Thursday, February 16, 2006

Protect your skin from false claims

Kennedy Industries, Inc. v. Aparo, 2005 WL 3752270 (E.D.Pa.)

Plaintiff sells skin protection and skin cream for wrestlers; its product protects skin from chafing and the FDA has determined that its main ingredient is safe as a skin protectant. Defendant Driving Force (Aparo is its president) sells competing products under the brand “99.”
Plaintiff sued defendant and several distributors for false advertising under the Lanham Act.

At various times, Driving Force has claimed, among other things, that 99 kills 99.99% of harmful bacteria on contact; kills 99.9% of disease-causing germs, including the scary VRE and MRSA; provides up to four hours of protection from the above; is more effective than alcohol-based products; exceeds the U.S. FDA protocols required for classification as a Health Care Personnel Hand Wash and as a First-Aid Antiseptic; rapidly sanitizes skin with a broad-spectrum kill that prevents the development of resistant germs; is safe to use in any environment; maintains skin integrity and cleanses more effectively; is fully FDA compliant; has a two year shelf life; and is specifically designed and developed for the wrestling community.

Driving Force attacked plaintiff directly in comparative advertising, stating “Kill or be Killed” and offering a graphic comparison:


99

Kennedy Skin Protectant

Kills Ringworm

YES

NO

Kills Impetigo

YES

NO

Kills Staph

YES

NO

Kills Strep

YES

NO

Kills E-Coli

YES

NO

Kills 99.9% of harmful bacteria

YES

NO

Kills Athlete’s Foot

YES

NO

Kills Planter’s [sic] warts

YES

NO

Hours of Kill Power

YES

NO

Plaintiff’s experts, a dermatologist and an organic chemist, opined that all these claims (and more) were false and without scientific basis. The court credited their testimony. For example, there are many strains of bateria, and only a few had been tested with any product containing 99’s active ingredient, benzethonium chloride. Driving Force doesn’t manufacture 99 and never had it tested to determine its exact chemical composition (and doesn’t even know what other ingredients it has!). Thus, it doesn’t know how the other ingredients interact with the active ingredient. Moreover, the tests on which Driving Force relied were mostly in vitro, not in vivo.
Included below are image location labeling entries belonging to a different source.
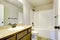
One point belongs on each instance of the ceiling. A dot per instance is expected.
(39, 2)
(15, 2)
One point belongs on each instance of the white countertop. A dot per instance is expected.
(10, 31)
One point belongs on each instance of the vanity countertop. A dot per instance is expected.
(10, 31)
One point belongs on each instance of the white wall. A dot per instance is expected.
(44, 22)
(27, 12)
(10, 11)
(44, 7)
(20, 18)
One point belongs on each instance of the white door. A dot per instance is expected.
(1, 15)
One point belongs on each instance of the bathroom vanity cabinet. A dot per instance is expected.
(24, 34)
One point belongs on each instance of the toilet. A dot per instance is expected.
(34, 35)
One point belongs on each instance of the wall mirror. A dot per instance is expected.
(11, 12)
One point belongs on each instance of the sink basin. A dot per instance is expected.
(16, 28)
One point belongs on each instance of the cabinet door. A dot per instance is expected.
(11, 38)
(1, 14)
(27, 37)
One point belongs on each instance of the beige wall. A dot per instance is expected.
(44, 7)
(9, 11)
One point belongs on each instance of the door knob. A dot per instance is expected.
(57, 27)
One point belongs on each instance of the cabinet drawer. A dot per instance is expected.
(27, 37)
(11, 38)
(21, 34)
(29, 30)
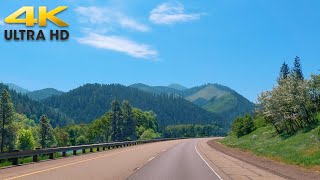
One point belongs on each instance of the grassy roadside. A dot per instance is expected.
(301, 149)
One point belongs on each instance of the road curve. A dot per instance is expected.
(188, 159)
(183, 161)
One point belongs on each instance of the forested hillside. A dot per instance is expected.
(44, 93)
(285, 126)
(90, 101)
(34, 109)
(215, 98)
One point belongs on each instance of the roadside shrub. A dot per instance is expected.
(259, 121)
(243, 125)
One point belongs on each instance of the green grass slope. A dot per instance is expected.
(301, 149)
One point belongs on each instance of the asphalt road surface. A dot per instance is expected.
(180, 162)
(177, 160)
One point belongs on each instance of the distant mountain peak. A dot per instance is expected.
(44, 93)
(17, 88)
(177, 87)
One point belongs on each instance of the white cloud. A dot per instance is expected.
(171, 13)
(2, 22)
(119, 44)
(132, 24)
(110, 17)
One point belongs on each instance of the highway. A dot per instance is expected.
(180, 159)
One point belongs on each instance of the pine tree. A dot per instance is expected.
(297, 69)
(129, 124)
(6, 115)
(117, 123)
(284, 72)
(46, 132)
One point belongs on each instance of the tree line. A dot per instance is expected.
(120, 123)
(292, 104)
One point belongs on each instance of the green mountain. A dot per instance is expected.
(221, 100)
(17, 88)
(156, 89)
(212, 97)
(44, 93)
(178, 87)
(35, 109)
(91, 101)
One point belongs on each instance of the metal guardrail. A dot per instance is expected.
(14, 156)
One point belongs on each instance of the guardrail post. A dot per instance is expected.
(15, 161)
(35, 157)
(51, 156)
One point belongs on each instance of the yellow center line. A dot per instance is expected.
(78, 162)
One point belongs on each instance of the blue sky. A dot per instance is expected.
(237, 43)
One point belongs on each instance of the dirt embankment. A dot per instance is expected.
(280, 169)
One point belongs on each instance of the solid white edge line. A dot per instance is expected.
(207, 163)
(151, 159)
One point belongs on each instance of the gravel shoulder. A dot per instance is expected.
(284, 170)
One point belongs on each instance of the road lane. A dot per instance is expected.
(113, 164)
(183, 161)
(177, 160)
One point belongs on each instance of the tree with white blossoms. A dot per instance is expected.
(289, 107)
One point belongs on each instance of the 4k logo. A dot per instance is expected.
(30, 20)
(43, 16)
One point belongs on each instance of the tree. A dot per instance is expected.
(26, 140)
(297, 69)
(7, 124)
(61, 136)
(284, 72)
(117, 123)
(288, 106)
(149, 134)
(243, 125)
(129, 123)
(46, 132)
(314, 85)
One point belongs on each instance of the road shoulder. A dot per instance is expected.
(231, 168)
(280, 169)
In sum, no evidence supports Driving Force’s claims.

In addition, the FDA has not approved benzethonium chloride as a skin protectant, but rather lists it as a substance not shown to be safe and effective as a skin protectant and antifungal.

The court appears to be treating most of the claims as necessarily implied establishment claims, which makes sense, as consumers are likely to believe that tests support medical/percentage claims of this sort, and possibly that the FDA has approved such claims. (The "special formulation for wrestlers" claim is not like the others, but that was shown to be false, too, since it was just a general product relabeled for wrestlers.) Alternatively, the court invoked the doctrine of Novartis Consumer Health v. Johnson & Johnson-Merck Consumer Pharm. Co., 290 F.3d 578 (3d Cir.2002), that completely unsubstantiated claims are literally false.

Driving Force "recognized reality" and said that it would discontinue many of these claims, but the court found that it was still making them in its catalogs and other advertising. It sent out new ad materials to distributors but didn't recall old, falsely labeled product or tell its distributors to stop making the false claims, which many of them continued to do. Plaintiff, which had been driven out of the market by its inability to compete with the miracles promised by 99, convinced the court that it would reenter if guaranteed a "level mat." (The opinion has other wrestling references, but I'll omit them out of kindness.) Thus, a permanent injunction was warranted.

Comment: In recent years, “falsity by lack of any evidence” has joined “falsity by necessary implication” as a way of decreasing the burden on plaintiffs challenging shady ad claims. The reckless claims here – which implicate public health – illustrate why courts are attracted to such doctrines.

As of Feb. 14, 2006, at least one site was still advertising that Driving Force’s 99 Antimicrobial Skin Sanitizer “is the only product specifically formulated for grapplers that actually kills harmful bacteria on contact.” The claims Driving Force makes for its 99 line on its site are now substantially more limited:

- Non-greasy
- No Alcohol Formulation - no sting!
- Non-aerosol can; safe for travel
- Non-Flammable
- Dye and Fragrance Free

A far cry from preventing VRE!

1 comment:

Anonymous said...

Brilliant false advertising of your own. The bottle of 99 you show is the post-injunction label. Not a thing faulse on that label.